A senior UK Cabinet minister has said it would not be normal for Prime Minister Theresa May to publish the Attorney General's Brexit legal advice, as demanded by Tory Eurosceptics, the DUP and some opposition MPs.

Health Secretary Matt Hancock said that while the Attorney General's legal advice to government is considered confidential he could answer MPs' questions about it.

Mr Hancock said a decision to release legal advice would only be taken in "exceptional circumstances" by the prime minister.

Mrs May is under intense pressure to publish the full legal advice setting out how any customs arrangement to avoid a hard border on the island of Ireland could be ended.

The concerns focus on Attorney General Geoffrey Cox’s advice on how an exit from the backstop could be found to make sure the UK is not permanently kept within a customs union, which would severely curtail its ability to strike international free trade deals - a key prize for Brexiteers.
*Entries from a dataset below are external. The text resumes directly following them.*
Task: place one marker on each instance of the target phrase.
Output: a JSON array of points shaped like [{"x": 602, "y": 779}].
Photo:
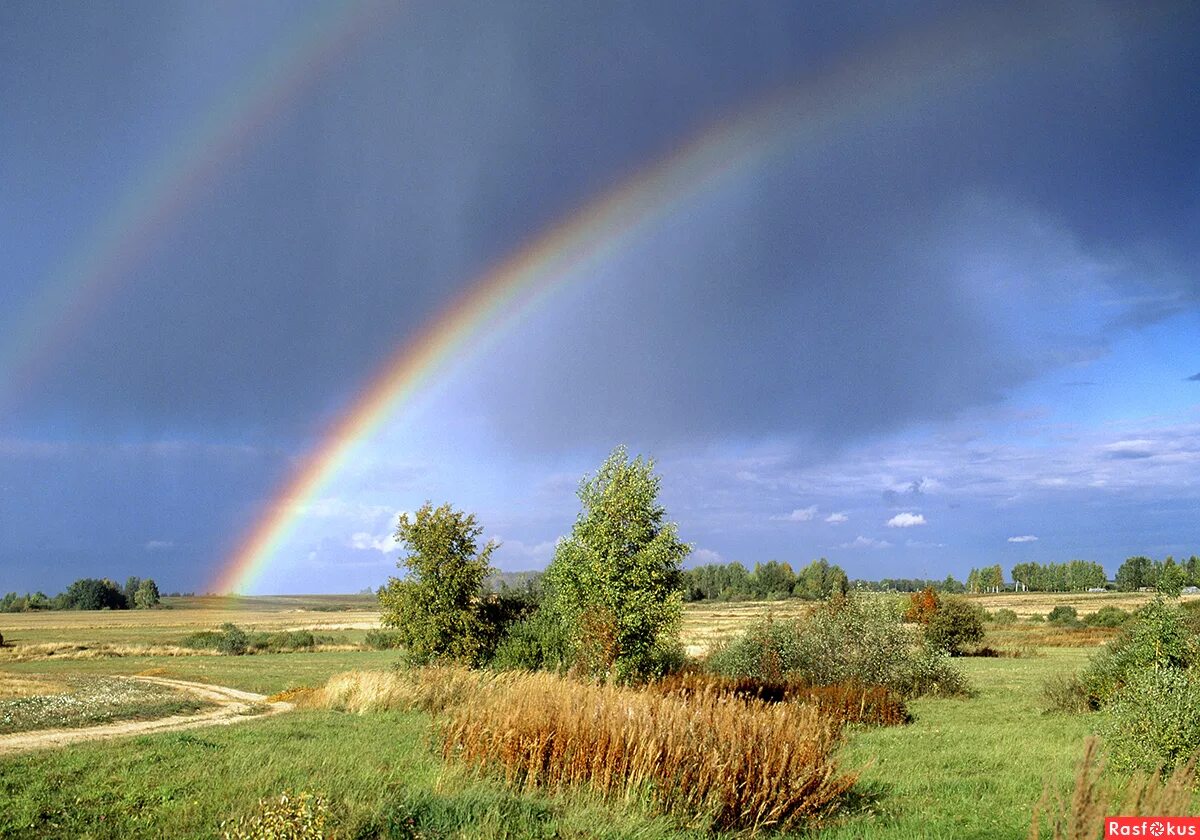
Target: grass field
[{"x": 963, "y": 768}]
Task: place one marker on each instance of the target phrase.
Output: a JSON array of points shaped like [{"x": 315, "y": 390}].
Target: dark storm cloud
[{"x": 829, "y": 298}]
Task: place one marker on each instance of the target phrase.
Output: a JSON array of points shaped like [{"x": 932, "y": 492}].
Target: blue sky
[{"x": 958, "y": 327}]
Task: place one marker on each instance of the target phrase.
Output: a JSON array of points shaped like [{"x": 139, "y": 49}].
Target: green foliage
[
  {"x": 1153, "y": 720},
  {"x": 301, "y": 816},
  {"x": 1135, "y": 573},
  {"x": 437, "y": 607},
  {"x": 233, "y": 640},
  {"x": 1159, "y": 637},
  {"x": 534, "y": 643},
  {"x": 857, "y": 639},
  {"x": 954, "y": 624},
  {"x": 820, "y": 580},
  {"x": 1073, "y": 576},
  {"x": 1171, "y": 579},
  {"x": 1107, "y": 617},
  {"x": 147, "y": 594},
  {"x": 616, "y": 582},
  {"x": 1063, "y": 615},
  {"x": 1005, "y": 616}
]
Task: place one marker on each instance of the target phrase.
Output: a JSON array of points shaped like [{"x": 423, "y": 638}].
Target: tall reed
[{"x": 711, "y": 759}]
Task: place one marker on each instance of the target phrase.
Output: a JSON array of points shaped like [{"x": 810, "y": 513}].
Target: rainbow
[
  {"x": 169, "y": 185},
  {"x": 937, "y": 61}
]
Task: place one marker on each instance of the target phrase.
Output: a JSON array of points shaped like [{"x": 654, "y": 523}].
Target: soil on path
[{"x": 233, "y": 706}]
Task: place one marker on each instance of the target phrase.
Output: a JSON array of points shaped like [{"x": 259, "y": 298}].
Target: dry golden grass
[
  {"x": 430, "y": 689},
  {"x": 1026, "y": 604},
  {"x": 707, "y": 623},
  {"x": 847, "y": 702},
  {"x": 1095, "y": 798},
  {"x": 711, "y": 760},
  {"x": 21, "y": 685}
]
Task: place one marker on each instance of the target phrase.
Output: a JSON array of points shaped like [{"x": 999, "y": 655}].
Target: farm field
[{"x": 963, "y": 768}]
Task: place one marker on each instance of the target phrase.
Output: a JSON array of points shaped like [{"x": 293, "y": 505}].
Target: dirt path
[{"x": 233, "y": 706}]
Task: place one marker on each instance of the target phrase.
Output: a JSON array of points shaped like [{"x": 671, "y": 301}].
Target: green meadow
[{"x": 963, "y": 768}]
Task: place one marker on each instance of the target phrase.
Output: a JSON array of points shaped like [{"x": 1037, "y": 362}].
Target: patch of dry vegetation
[
  {"x": 708, "y": 759},
  {"x": 1096, "y": 797},
  {"x": 706, "y": 753},
  {"x": 850, "y": 702}
]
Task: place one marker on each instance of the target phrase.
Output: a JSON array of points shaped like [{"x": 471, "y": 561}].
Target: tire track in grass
[{"x": 233, "y": 706}]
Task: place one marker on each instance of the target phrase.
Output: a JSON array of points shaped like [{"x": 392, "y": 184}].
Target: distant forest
[{"x": 89, "y": 593}]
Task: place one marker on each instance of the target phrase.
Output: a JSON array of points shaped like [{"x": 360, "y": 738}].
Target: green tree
[
  {"x": 1173, "y": 579},
  {"x": 437, "y": 610},
  {"x": 954, "y": 624},
  {"x": 147, "y": 595},
  {"x": 1134, "y": 574},
  {"x": 820, "y": 580},
  {"x": 89, "y": 593},
  {"x": 615, "y": 583}
]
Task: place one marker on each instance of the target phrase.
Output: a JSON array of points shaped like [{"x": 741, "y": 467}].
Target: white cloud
[
  {"x": 383, "y": 543},
  {"x": 799, "y": 515},
  {"x": 705, "y": 557},
  {"x": 906, "y": 520},
  {"x": 865, "y": 543}
]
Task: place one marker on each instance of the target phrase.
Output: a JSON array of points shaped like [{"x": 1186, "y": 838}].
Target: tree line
[{"x": 89, "y": 593}]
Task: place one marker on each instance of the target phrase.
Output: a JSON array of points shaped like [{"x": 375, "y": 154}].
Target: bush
[
  {"x": 539, "y": 642},
  {"x": 857, "y": 639},
  {"x": 1158, "y": 637},
  {"x": 289, "y": 817},
  {"x": 954, "y": 624},
  {"x": 1065, "y": 693},
  {"x": 1063, "y": 615},
  {"x": 1107, "y": 617},
  {"x": 1152, "y": 723}
]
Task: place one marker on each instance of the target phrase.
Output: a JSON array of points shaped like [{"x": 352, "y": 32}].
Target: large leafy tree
[
  {"x": 438, "y": 609},
  {"x": 616, "y": 582}
]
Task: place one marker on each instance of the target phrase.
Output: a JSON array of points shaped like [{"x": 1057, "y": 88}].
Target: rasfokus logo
[{"x": 1151, "y": 827}]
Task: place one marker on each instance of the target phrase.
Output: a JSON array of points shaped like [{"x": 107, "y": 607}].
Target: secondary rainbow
[
  {"x": 166, "y": 187},
  {"x": 801, "y": 120}
]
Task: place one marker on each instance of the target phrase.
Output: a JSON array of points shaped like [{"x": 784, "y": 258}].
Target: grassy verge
[{"x": 89, "y": 701}]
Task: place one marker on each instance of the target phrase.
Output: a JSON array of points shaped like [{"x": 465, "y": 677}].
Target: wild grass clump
[
  {"x": 713, "y": 761},
  {"x": 849, "y": 702},
  {"x": 431, "y": 689},
  {"x": 856, "y": 639},
  {"x": 1095, "y": 797},
  {"x": 303, "y": 816}
]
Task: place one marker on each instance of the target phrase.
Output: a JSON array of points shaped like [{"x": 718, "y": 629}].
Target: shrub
[
  {"x": 856, "y": 639},
  {"x": 436, "y": 609},
  {"x": 1107, "y": 617},
  {"x": 1063, "y": 615},
  {"x": 233, "y": 640},
  {"x": 1158, "y": 637},
  {"x": 954, "y": 624},
  {"x": 736, "y": 765},
  {"x": 1065, "y": 693},
  {"x": 289, "y": 817},
  {"x": 922, "y": 606},
  {"x": 1153, "y": 721},
  {"x": 1081, "y": 815}
]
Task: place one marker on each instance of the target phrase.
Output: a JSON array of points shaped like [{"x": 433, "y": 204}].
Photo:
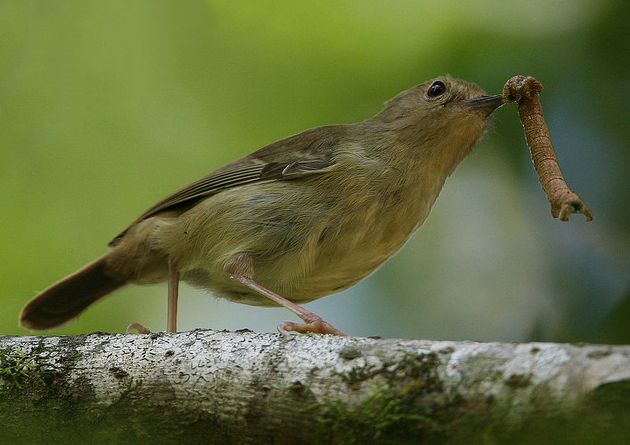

Tory MP Jacob Rees-Mogg, who chairs the Eurosceptic European Research Group, suggested the information should "certainly be made available" to Cabinet ministers to ensure they know what they are signing up to.

Mr Rees-Mogg  said: "There is a concern that the Cabinet is not being fully involved in this, it's getting information at a late stage, there is an appearance of it being bounced, you hear of ministers getting 45 minutes to read crucial documents before Cabinet meetings, this is not a serious constitutional approach."